Summer of Second Chances
The papaya sat on the counter, looking alien and slightly menacing in my grandmother's kitchen. I'd been stuck at her house all summer while my friends posted padel court pics and pool party snaps that made my FOMO flare up like clockwork.
"Try it, mijo," she'd said, slicing the weird orange flesh. "It's sweet. Like life's surprises."
I'd rolled my eyes. Nice try, Grandma.
But then everything changed that Friday when Leo—a junior whose entire personality orbited around being effortlessly cool—slid into my DMs. "Wanna play padel tomorrow? My partner bailed."
My thumb hovered over the keyboard. Padel? Me? I hadn't picked up a racquet since middle school PE when I somehow managed to hit myself in the forehead with a tennis racket. But this was Leo. The same Leo who'd somehow made neon headbands socially acceptable.
"Sure," I typed back. Casual. Chill. Totally not spiraling.
That night, I stared at my childhood goldfish bowl. Goldie had lived for three years on my dresser, surviving my clumsy feeding attempts and that time my little sister tried to "pet" him. He'd died last month, and I hadn't replaced him. Something about how he'd just kept swimming, doing his thing, not caring that he was in a bowl instead of a proper tank.
"I wish I could be more like you," I whispered to the empty glass. "Just existing without overthinking everything."
The next day at the padel courts, my hands shook. Leo arrived with his easy grin and neon wristband, looking like he'd stepped out of a lifestyle influencer's post. We played, and I expected to be humiliated. Expected to whiff the ball, to trip, to somehow embarrass myself so thoroughly I'd have to change schools.
Instead, something clicked. Maybe it was the way the ball popped off the wall, or how Leo kept saying "sick shot" even when I definitely didn't deserve it, or how we both dissolved into laughter when I somehow served the ball into the adjacent court where the girls' varsity team was practicing.
"You're actually really good," Leo said afterward, both of us sweating and grinning like idiots. "We should play again. Same time next week?"
Walking home, I stopped at the corner market and bought a papaya. The cashier gave me a weird look, but I didn't care. When I got home, I sliced it open, took a bite, and—okay, Grandma wasn't entirely wrong. It was weird, but also kind of perfect in its own unexpected way.
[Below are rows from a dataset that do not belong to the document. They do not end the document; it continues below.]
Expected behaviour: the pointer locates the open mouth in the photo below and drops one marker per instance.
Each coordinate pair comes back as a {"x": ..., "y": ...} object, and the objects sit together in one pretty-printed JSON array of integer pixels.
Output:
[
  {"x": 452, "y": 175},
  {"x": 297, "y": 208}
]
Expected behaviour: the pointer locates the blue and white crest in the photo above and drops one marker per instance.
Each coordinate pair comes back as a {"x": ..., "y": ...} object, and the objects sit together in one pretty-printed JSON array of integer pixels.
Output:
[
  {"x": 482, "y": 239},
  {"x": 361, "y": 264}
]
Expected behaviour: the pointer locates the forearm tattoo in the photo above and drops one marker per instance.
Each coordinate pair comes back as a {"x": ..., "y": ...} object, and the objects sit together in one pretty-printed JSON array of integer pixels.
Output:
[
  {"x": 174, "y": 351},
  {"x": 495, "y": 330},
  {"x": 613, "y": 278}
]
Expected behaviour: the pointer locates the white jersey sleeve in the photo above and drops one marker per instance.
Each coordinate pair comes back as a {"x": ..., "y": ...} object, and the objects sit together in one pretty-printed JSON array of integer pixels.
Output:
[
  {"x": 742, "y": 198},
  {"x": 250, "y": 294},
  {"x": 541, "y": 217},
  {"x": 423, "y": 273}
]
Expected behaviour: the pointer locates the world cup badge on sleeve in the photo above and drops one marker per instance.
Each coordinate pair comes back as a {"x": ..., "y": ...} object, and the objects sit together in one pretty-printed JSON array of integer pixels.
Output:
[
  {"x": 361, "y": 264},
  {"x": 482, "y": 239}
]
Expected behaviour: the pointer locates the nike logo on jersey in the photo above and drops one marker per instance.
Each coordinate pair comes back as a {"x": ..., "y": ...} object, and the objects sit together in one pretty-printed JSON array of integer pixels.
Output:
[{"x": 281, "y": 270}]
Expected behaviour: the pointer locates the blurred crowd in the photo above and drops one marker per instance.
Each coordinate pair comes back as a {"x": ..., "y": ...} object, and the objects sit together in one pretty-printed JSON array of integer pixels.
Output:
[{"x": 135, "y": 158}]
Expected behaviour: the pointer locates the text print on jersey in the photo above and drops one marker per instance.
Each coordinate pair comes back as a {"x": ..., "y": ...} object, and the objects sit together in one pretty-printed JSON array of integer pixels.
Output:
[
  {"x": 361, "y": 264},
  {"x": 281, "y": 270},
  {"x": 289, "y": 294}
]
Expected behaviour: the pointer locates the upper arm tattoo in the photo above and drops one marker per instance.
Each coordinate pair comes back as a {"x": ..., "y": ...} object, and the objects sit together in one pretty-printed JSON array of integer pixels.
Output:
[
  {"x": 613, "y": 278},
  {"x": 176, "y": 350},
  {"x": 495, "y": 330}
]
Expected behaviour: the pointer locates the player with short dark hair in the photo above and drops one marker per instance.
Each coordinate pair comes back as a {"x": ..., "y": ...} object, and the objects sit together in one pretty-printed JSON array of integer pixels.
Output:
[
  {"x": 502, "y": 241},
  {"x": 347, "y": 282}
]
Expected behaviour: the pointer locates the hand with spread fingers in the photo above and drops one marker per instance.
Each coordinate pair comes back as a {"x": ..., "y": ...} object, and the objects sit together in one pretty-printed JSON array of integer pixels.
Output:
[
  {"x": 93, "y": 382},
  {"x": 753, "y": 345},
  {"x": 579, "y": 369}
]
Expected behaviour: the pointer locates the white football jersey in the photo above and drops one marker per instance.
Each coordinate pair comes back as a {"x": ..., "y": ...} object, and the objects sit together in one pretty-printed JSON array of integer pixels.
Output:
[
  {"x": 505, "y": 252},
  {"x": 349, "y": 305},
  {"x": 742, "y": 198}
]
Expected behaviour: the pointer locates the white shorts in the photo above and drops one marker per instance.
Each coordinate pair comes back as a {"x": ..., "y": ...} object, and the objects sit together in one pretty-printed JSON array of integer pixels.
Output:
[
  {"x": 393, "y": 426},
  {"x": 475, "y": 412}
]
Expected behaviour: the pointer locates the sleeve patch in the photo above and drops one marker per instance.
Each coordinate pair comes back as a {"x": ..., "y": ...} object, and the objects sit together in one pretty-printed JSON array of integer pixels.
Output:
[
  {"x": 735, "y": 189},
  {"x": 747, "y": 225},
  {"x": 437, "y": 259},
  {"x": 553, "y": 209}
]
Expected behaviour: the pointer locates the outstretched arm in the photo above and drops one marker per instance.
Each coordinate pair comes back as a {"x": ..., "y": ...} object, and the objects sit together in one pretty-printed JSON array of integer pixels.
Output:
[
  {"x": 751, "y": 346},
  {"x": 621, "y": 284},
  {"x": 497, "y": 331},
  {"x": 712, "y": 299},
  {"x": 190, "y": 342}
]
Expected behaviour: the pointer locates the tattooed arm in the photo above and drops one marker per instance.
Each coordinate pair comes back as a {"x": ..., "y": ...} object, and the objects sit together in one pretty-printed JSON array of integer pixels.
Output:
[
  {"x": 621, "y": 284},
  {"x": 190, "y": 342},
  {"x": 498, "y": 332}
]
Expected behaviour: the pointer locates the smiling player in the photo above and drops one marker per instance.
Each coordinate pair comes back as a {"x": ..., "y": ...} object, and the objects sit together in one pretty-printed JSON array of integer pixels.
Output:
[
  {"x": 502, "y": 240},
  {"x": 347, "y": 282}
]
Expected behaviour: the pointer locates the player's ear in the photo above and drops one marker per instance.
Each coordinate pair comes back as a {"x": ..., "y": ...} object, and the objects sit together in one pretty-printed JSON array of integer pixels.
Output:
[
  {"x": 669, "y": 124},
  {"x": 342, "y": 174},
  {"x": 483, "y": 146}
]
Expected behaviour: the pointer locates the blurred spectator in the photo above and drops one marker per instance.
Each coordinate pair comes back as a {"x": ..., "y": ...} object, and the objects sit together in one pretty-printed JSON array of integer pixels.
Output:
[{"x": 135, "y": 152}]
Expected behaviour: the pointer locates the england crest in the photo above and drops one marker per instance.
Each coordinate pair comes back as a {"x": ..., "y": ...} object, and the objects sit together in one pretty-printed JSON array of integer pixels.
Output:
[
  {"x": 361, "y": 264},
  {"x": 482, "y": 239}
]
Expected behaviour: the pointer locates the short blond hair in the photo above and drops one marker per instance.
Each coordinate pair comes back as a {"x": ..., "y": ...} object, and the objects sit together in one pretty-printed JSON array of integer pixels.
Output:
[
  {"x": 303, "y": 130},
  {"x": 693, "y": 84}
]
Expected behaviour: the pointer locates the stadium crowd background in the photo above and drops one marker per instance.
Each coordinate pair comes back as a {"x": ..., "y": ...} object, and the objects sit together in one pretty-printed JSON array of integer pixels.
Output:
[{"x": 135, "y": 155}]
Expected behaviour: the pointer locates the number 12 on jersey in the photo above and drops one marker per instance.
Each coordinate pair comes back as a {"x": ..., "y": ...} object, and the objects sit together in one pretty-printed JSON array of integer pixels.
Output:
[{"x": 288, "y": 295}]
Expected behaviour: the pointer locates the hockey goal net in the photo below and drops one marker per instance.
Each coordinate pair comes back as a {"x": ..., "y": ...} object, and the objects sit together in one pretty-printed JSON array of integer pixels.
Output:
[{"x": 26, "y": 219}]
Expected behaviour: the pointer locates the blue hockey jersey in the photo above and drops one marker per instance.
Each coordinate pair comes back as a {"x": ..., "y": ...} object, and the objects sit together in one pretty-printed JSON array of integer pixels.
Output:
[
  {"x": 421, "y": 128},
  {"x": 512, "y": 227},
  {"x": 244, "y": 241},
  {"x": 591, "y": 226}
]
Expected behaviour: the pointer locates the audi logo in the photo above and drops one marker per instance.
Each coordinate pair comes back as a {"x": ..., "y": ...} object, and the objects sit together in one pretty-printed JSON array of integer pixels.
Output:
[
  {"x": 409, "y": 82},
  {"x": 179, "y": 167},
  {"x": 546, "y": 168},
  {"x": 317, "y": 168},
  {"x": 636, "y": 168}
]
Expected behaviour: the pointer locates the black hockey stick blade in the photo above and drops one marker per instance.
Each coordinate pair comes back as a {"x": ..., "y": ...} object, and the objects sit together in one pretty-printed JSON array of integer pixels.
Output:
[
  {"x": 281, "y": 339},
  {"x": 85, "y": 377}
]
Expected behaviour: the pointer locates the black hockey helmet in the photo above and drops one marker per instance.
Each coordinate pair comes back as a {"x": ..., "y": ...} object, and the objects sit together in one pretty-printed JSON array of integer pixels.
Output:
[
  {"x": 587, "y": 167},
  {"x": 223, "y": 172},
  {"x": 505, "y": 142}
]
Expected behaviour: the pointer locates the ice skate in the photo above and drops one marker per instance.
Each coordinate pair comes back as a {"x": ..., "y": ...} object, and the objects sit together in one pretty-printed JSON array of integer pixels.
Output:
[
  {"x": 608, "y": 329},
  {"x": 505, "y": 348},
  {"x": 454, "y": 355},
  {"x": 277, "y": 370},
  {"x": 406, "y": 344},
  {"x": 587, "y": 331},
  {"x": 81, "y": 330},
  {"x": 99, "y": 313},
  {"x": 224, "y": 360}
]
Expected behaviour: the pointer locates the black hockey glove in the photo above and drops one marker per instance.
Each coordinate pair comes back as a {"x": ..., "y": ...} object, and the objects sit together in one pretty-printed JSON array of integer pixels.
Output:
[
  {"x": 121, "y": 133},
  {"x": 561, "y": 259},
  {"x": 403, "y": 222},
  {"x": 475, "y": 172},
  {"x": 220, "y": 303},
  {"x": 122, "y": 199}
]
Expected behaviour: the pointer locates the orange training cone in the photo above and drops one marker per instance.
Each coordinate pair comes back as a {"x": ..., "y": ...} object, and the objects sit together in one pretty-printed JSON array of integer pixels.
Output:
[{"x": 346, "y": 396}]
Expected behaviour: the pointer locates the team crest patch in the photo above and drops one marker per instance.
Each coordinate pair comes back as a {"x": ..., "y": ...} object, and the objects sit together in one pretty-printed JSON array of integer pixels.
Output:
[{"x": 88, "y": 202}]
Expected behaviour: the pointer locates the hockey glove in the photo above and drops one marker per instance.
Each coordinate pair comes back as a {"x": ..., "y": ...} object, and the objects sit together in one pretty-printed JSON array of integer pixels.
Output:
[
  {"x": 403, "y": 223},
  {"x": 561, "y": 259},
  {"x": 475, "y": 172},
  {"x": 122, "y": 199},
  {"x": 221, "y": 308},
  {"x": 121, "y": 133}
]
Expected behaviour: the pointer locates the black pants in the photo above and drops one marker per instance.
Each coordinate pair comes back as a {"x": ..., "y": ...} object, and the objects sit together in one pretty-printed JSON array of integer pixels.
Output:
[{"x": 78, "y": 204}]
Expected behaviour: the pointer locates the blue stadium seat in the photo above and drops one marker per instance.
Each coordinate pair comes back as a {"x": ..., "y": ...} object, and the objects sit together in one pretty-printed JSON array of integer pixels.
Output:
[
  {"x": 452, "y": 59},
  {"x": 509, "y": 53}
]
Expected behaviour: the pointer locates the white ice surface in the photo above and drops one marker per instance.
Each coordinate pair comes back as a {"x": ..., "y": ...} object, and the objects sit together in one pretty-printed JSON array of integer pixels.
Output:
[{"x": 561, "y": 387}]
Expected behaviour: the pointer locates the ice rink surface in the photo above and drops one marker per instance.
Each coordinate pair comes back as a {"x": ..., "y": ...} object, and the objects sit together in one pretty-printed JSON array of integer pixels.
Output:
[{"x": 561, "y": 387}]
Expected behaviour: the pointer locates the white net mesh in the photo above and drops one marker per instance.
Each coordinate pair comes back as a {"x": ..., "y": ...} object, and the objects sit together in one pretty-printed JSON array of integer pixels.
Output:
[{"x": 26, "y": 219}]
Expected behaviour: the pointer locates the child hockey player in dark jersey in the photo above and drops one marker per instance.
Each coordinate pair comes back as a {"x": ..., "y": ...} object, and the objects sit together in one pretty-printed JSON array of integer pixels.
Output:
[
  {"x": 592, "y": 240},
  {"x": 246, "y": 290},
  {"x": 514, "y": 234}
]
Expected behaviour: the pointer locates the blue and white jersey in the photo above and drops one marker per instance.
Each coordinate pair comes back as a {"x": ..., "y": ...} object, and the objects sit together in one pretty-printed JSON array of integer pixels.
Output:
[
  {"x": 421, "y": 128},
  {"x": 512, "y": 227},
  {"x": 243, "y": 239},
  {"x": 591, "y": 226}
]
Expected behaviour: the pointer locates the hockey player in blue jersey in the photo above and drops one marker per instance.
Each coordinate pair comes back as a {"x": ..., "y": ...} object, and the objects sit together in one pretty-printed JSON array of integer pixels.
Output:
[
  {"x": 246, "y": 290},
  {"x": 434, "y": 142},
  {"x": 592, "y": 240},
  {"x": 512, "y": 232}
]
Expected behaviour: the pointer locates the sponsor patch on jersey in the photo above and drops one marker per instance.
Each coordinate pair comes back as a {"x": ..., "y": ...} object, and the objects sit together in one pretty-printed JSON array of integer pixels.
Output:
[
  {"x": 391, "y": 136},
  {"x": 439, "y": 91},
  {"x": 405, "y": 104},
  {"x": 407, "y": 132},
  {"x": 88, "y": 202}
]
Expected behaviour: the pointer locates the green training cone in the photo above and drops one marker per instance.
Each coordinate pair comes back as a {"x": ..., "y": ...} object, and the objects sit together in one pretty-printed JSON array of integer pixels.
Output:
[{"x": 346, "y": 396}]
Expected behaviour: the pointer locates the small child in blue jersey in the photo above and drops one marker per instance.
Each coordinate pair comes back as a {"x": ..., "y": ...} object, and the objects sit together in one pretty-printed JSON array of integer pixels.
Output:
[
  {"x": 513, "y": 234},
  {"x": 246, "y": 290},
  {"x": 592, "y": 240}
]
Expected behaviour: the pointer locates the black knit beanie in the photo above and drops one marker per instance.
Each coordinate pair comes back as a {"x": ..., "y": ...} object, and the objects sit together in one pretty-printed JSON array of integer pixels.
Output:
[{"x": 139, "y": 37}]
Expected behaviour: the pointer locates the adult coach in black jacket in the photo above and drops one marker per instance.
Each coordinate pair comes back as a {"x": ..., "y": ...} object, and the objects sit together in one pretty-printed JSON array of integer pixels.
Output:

My phone buzzed. A pic from Leo: our reflection in the padel court glass, both of us mid-laugh, my racquet raised like I'd actually known what I was doing.
Caption: "New padel duo who dis 💪"
I thought about Goldie, swimming in his bowl, not knowing he was "just a pet fish"—he was just living, you know? And maybe that was the whole point. Maybe I didn't have to be the most athletic, or the coolest, or whatever version of myself I thought everyone wanted. Maybe I could just be someone who tried new things, who showed up, who let myself surprise... myself.
I typed back: "Same time next week it is 🎾"
And then I took another bite of papaya. It tasted like courage, kinda sweet, kinda weird, and exactly what I needed.